Review: Sean Hughes – Life Becomes Noises – Pleasance Forth, Edinburgh.
It isn’t easy to transform tragedy into comedy, particularly an hour’s worth of comedy about your father’s untimely death from cancer. And sadly, Sean Hughes doesn’t quite manage it here.
It was always going to be a tricky sell, but it doesn’t help that Life Becomes Noises doesn’t hang together at all that well. It’s hard to be objective when the subject matter is so deeply personal, and that’s possibly the problem here: it would have really benefited from a fresh eye and a great deal of editing. Certain elements confuse, others don’t quite work and the final monologue describing a time when his father picked Sean up from University is slightly baffling.
This isn’t quite comedy, yet it isn’t theatre either. Life Becomes Noises is somewhere in between: an autobiographical no man’s land kitted out with prop puppets, a painting of a horse and – most significantly – a hospital bed.
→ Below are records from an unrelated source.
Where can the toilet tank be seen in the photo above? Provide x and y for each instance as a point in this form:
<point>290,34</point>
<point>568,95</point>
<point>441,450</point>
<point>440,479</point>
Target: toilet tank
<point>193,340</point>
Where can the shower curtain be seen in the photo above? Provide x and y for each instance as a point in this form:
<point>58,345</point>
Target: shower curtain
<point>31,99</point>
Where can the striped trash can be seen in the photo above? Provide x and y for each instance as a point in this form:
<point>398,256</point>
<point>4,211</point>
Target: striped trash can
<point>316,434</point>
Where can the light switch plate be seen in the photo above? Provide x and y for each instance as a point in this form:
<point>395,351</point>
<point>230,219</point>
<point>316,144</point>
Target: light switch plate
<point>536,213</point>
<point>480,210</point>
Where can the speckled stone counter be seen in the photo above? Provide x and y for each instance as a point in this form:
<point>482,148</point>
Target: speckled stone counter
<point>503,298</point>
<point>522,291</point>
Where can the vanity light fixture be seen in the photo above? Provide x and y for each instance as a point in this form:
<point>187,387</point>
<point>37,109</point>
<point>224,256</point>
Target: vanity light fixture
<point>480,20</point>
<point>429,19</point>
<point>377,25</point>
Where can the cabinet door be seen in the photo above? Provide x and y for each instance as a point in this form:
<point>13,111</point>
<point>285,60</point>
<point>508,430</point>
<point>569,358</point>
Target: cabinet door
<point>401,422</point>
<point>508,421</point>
The show begins with Sean cantering onto stage dressed as a jockey: a fake dream sequence with a few nice multimedia elements that engage the audience well. Hughes gets one chap to award him his trophy – a teapot – and another audience asks him for a ‘quote’ about his victory. It’s playful, fun and seems to bode well for the show as a whole, yet it soon becomes clear we’re in for a bit of an awkward and strange hour of…something.
Hughes talks at length about his father’s problems: his gambling habits, alcoholism, illness and eventual death from cancer. But it’s but never in a particularly coherent way. He uses an odd Rice Krispies analogy to explain the 5 stages of grief, and breaks up the narrative with very basic observational comedy: for example, the fact that reality TV shows always play Snow Patrol.
It’s just not funny enough to escape the material. Perhaps the jokes were meant to be peripheral, but they’re also rambling and out of touch. One section, where he imagines he’s taking an elephant to visit his morphine-addled father in hospital, turns into what’s effectively an ill-advised rant about gypsies. Bizarre.
In his nineties comedy vehicle Sean’s Show, Hughes channeled that surreal humour brilliantly – yet tonight he looks off the pace. The material’s no longer fresh, and it’s certainly not as intelligent as he’s clearly capable of. His NHS/Stoke City gag is a case in point; they’re both ‘a bit shit’, we’re told.
They say comedy is therapy, but it’s all a little too raw in Life Becomes Noises. Hughes has clearly had a hard time of late, and his health is suffering as a result; but perhaps this comic needs to look further afield, away from the stage, to find his fix.